#!/usr/bin/env python3
"""
Audit Expansion Pack Generator — type-aware stratified draw of 12
documents from base_class_validation_results.json for n=20 audit expansion.

Per audit-expansion-protocol.md amendment 2026-04-28:
The seed=43 length-only random draw concentrated on course modules in the
small and medium buckets, missing voice captures, syllabi, and
conversational documents present in the candidate distribution.
This script implements type-aware stratification within each length
bucket to produce a sample representative of BirdAI's document-type mix.

Targets (12 total):
  small  (4): 2 course_module + 2 voice_capture
  medium (4): 2 course_module + 1 syllabus + 1 other
  large  (4): 1 course_ppt + 1 syllabus + 1 faculty_report + 1 conversational

Output: ~/aaronai/experiments/audit_expansion_pack.json

Usage:
    python3 ~/aaronai/scripts/audit_expansion_draw.py
    python3 ~/aaronai/scripts/audit_expansion_draw.py --dry-run
"""
import argparse
import json
import random
import re
import sys
import time
from pathlib import Path

EXPERIMENTS = Path.home() / "aaronai" / "experiments"
VALIDATION_RESULTS = EXPERIMENTS / "base_class_validation_results.json"
EXISTING_AUDIT_PACK = EXPERIMENTS / "base_class_audit_pack.json"
OUTPUT_FILE = EXPERIMENTS / "audit_expansion_pack.json"

SEED = 43

# Type-aware targets per bucket
TYPE_TARGETS = {
    "small":  {"course_module": 2, "voice_capture": 2},
    "medium": {"course_module": 2, "syllabus": 1, "other": 1},
    "large":  {"course_ppt": 1, "syllabus": 1, "faculty_report": 1, "conversational": 1},
}


def classify(source, bucket):
    """Map a source filename to a document type, scoped to bucket where
    type categories overlap (e.g., 'course_module' vs 'course_ppt')."""
    s = source.lower()

    # Voice captures — pattern: YYYY-MM-DD-HH-MM-voice.md
    if re.match(r"\d{4}-\d{2}-\d{2}-\d{2}-\d{2}-voice\.md$", source):
        return "voice_capture"

    # Conversational exports — pattern: "Claude: ..." or "ChatGPT: ..."
    if source.startswith("Claude:") or source.startswith("ChatGPT:"):
        return "conversational"

    # Syllabus — must contain "syllabus" in the name
    if "syllabus" in s:
        return "syllabus"

    # Faculty / annual reports
    if "faculty report" in s or "annual report" in s:
        return "faculty_report"

    # Course PPTs (large bucket) — pattern: "_PPT_" or "_v3.pptx" or "Mod0N_"
    if bucket == "large" and (".pptx" in s or "_ppt_" in s or re.match(r"mod\d+_", s)):
        return "course_ppt"

    # Course modules (small/medium bucket) — pattern: "0N_*.docx" or numeric prefix
    if re.match(r"^\d{2}_", source):
        return "course_module"

    # Everything else falls into 'other' for medium; not used in small/large targets
    return "other"


def main():
    parser = argparse.ArgumentParser()
    parser.add_argument("--dry-run", action="store_true")
    args = parser.parse_args()

    if not VALIDATION_RESULTS.exists():
        print(f"ERROR: {VALIDATION_RESULTS} not found", file=sys.stderr)
        sys.exit(1)
    with open(VALIDATION_RESULTS) as f:
        validation = json.load(f)

    all_docs = validation["results"]
    print(f"Loaded {len(all_docs)} documents from validation results")
    print(f"Experiment: {validation.get('title', 'unknown')}")

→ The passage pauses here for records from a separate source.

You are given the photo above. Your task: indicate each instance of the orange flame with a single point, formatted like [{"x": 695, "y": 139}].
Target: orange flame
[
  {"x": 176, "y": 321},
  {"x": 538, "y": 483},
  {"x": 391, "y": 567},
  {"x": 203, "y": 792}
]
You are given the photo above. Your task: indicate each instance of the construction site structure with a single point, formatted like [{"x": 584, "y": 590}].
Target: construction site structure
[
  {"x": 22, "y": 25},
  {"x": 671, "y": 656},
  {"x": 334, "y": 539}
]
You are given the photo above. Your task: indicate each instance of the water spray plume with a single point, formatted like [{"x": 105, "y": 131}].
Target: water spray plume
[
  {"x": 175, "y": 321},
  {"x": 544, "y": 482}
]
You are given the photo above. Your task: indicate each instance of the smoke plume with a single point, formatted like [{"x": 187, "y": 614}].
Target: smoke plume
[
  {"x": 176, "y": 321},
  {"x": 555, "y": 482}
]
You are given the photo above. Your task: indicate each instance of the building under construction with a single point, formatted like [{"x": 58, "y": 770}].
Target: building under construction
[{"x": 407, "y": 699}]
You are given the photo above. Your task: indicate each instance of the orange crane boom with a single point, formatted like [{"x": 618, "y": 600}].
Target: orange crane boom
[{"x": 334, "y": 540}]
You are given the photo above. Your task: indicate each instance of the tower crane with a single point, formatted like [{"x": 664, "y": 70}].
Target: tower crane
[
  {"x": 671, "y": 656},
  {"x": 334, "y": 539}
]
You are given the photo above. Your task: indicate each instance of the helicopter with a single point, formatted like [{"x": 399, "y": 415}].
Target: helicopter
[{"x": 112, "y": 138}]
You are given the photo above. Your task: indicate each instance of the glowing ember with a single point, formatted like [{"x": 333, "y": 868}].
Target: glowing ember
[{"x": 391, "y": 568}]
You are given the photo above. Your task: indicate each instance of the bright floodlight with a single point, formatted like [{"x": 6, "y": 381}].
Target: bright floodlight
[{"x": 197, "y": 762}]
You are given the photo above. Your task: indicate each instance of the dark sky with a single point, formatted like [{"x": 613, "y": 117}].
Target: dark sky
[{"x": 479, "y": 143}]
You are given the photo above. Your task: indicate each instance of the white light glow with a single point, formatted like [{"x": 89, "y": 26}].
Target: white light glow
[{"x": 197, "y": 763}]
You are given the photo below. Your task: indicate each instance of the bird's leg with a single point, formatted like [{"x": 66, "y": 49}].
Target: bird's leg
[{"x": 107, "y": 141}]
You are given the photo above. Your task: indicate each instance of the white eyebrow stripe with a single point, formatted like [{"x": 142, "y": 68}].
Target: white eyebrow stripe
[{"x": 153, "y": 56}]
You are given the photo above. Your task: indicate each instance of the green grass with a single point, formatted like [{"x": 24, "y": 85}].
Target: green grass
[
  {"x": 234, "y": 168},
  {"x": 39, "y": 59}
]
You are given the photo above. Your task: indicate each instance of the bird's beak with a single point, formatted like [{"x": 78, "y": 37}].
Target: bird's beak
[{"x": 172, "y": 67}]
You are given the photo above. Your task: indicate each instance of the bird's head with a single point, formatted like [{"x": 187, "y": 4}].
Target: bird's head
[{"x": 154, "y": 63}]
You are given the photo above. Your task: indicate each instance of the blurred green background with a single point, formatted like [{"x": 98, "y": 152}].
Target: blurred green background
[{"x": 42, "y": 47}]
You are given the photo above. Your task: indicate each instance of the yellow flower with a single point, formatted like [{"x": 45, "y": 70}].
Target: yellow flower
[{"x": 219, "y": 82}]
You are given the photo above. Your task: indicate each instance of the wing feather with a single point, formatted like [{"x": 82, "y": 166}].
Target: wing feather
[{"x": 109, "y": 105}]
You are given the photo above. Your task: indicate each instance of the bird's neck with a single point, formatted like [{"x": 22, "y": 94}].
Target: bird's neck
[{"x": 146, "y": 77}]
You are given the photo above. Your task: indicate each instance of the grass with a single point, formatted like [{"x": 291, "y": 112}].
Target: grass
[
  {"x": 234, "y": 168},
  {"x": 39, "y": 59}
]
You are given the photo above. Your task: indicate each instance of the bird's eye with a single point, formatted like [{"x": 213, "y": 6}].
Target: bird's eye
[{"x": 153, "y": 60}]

    # Load existing audit pack to exclude its sources (audit pack uses 'pairs')
    excluded_sources = set()
    if EXISTING_AUDIT_PACK.exists():
        with open(EXISTING_AUDIT_PACK) as f:
            existing = json.load(f)
        existing_pairs = existing.get("pairs", existing.get("results", existing))
        for doc in existing_pairs:
            src = doc.get("source")
            if src:
                excluded_sources.add(src)
        print(f"Excluding {len(excluded_sources)} sources already in audit pack")

    # Filter to valid candidates
    valid_docs = []
    for doc in all_docs:
        src = doc.get("source")
        if src in excluded_sources:
            continue
        if not doc.get("condition_a") or not doc.get("condition_b"):
            continue
        bucket = doc.get("size_bucket")
        if bucket not in TYPE_TARGETS:
            continue
        doc["_type"] = classify(src, bucket)
        valid_docs.append(doc)

    print(f"Valid candidate documents: {len(valid_docs)}")

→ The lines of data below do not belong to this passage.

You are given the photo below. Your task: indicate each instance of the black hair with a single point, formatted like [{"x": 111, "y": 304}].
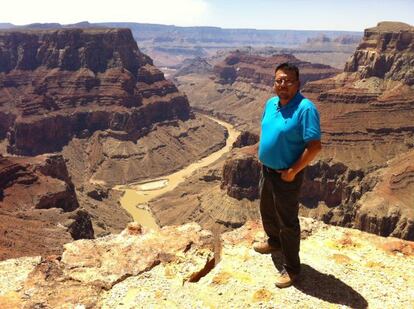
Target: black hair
[{"x": 286, "y": 66}]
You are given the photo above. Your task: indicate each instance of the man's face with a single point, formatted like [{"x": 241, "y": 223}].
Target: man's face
[{"x": 286, "y": 85}]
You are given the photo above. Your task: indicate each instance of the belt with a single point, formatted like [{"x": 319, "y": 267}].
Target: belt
[{"x": 271, "y": 170}]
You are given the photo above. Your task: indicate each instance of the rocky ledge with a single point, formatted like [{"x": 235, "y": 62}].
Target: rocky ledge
[{"x": 178, "y": 267}]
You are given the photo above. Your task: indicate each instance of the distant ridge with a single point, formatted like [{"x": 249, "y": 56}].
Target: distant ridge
[{"x": 203, "y": 34}]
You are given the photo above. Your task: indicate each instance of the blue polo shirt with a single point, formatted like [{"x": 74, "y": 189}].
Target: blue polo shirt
[{"x": 286, "y": 130}]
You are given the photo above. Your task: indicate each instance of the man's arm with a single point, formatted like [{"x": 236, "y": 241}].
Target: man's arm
[{"x": 310, "y": 152}]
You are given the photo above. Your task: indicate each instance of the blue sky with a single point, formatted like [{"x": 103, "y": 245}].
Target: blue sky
[{"x": 353, "y": 15}]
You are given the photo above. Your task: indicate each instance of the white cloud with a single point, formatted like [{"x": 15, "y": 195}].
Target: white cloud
[{"x": 178, "y": 12}]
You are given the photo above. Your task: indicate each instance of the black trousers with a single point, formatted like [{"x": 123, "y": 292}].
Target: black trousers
[{"x": 279, "y": 209}]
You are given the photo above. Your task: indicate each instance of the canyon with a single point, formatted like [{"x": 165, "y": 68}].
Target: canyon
[
  {"x": 85, "y": 115},
  {"x": 92, "y": 98},
  {"x": 366, "y": 117}
]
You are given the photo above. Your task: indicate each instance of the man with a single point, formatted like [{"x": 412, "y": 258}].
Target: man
[{"x": 289, "y": 141}]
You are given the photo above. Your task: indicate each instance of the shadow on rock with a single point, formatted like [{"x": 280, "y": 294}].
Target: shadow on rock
[{"x": 325, "y": 287}]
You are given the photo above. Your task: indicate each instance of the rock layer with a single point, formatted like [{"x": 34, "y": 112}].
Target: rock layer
[
  {"x": 38, "y": 198},
  {"x": 84, "y": 80}
]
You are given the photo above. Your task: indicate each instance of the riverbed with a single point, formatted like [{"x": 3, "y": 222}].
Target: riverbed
[{"x": 137, "y": 195}]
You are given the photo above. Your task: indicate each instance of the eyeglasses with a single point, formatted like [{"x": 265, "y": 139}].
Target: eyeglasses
[{"x": 287, "y": 82}]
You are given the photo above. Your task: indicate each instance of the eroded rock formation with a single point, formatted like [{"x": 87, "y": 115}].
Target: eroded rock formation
[
  {"x": 84, "y": 80},
  {"x": 92, "y": 96},
  {"x": 39, "y": 210},
  {"x": 242, "y": 66}
]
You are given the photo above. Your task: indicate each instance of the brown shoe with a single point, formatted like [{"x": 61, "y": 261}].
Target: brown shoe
[
  {"x": 285, "y": 280},
  {"x": 265, "y": 248}
]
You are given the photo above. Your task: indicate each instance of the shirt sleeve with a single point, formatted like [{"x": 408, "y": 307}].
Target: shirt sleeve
[{"x": 311, "y": 125}]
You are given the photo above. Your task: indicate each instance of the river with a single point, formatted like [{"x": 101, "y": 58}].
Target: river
[{"x": 137, "y": 195}]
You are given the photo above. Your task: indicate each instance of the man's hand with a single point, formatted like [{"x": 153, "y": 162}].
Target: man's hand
[{"x": 287, "y": 175}]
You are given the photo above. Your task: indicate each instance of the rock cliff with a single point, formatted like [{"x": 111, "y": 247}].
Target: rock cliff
[
  {"x": 242, "y": 66},
  {"x": 91, "y": 96},
  {"x": 83, "y": 80},
  {"x": 367, "y": 111},
  {"x": 39, "y": 210}
]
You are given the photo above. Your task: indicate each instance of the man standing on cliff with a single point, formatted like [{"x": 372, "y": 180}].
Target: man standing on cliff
[{"x": 289, "y": 141}]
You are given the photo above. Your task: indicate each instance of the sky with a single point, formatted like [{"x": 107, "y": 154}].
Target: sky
[{"x": 350, "y": 15}]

    # Print what's available per (bucket, type) before drawing
    print(f"\nCandidates by (bucket, type):")
    for bucket in TYPE_TARGETS:
        bucket_docs = [d for d in valid_docs if d["size_bucket"] == bucket]
        types_in_bucket = {}
        for d in bucket_docs:
            types_in_bucket.setdefault(d["_type"], []).append(d)
        print(f"  {bucket}:")
        for t in sorted(types_in_bucket.keys()):
            target = TYPE_TARGETS[bucket].get(t, "—")
            print(f"    {t:>16}: {len(types_in_bucket[t])} avail, target {target}")

    # Stratified type-aware draw
    random.seed(SEED)
    drawn = []
    warnings = []
    for bucket, type_targets in TYPE_TARGETS.items():
        bucket_docs = [d for d in valid_docs if d["size_bucket"] == bucket]
        for doc_type, target in type_targets.items():
            type_docs = [d for d in bucket_docs if d["_type"] == doc_type]
            if len(type_docs) < target:
                msg = (f"WARNING: bucket={bucket} type={doc_type} "
                       f"available={len(type_docs)} target={target}")
                warnings.append(msg)
                print(msg, file=sys.stderr)
            n_to_draw = min(target, len(type_docs))
            sample = random.sample(type_docs, n_to_draw)
            drawn.extend(sample)

    # Report draw
    print(f"\nDrew {len(drawn)} documents:")
    for d in drawn:
        src = d.get("source", "<unknown>")
        chars = d.get("doc_chars_original", 0)
        bucket = d.get("size_bucket", "?")
        doc_type = d.get("_type", "?")
        truncated = " (TRUNCATED)" if d.get("truncated") else ""
        print(f"  [{bucket:>6}/{doc_type:>16}] {chars:>6}c  {src}{truncated}")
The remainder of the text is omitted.